If you were to define a clear goal which the AI strives for, wouldn't it be possible to define other goals along with it such as "Never ever hurt humans"?
wouldn't it be possible to define other goals along with it such as "Never ever hurt humans"?

I'm not even close to being an AI alarmist, and I'm skeptical of a lot of Nick Bostrom's arguments. But he does do a pretty good job of articulating the problem with this scenario in his book Superintelligence. He makes a good case that it would be very difficult to articulate such values for the AI. If you're interested in this topic in the general sense, I'd suggest reading the book. I don't think it's perfect, but I will acknowledge that he makes some good points.

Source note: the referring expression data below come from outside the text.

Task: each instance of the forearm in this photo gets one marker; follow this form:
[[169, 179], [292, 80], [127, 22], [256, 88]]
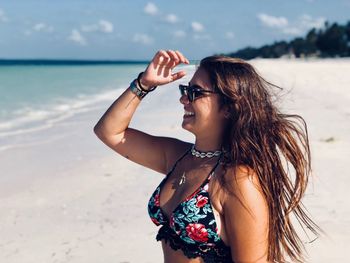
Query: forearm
[[118, 116]]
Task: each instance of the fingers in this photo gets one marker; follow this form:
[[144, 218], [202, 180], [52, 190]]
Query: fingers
[[169, 58], [178, 75], [182, 58]]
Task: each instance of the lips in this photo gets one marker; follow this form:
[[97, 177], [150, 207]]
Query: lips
[[188, 114]]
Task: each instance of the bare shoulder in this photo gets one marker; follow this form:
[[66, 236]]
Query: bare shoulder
[[175, 148], [243, 189], [246, 215]]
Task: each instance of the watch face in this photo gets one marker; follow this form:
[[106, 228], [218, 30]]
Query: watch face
[[138, 92]]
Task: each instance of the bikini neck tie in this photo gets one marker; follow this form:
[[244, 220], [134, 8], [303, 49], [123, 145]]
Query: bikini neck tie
[[202, 155]]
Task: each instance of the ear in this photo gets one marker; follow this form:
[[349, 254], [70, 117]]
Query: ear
[[227, 112]]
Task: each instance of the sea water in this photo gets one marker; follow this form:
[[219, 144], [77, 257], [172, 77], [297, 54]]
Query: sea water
[[34, 98]]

That's not a clear goal. For example, define "hurt". People define hurt in all kinds of ways, and sometimes differently when it's themselves or someone else.

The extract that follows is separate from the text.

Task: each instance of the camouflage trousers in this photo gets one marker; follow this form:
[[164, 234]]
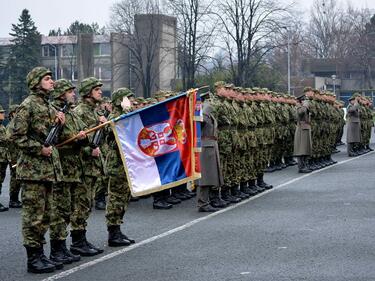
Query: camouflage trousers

Then there's the problem that humans hurt other humans. Should the AI stop that? It's going to have to hurt humans to do it. But if it doesn't, that will hurt other humans...

Yeah, if it were easy codify an objectively correct non-contradictory and universally applicable moral framework, we would have done so in the last eight or so thousand years since we started caring about such things. There are reasons human law is incredibly complex and purposely vague.

Isaac Asimov made a career out of pointing out the hubris of it. Three simple laws, what can go wrong?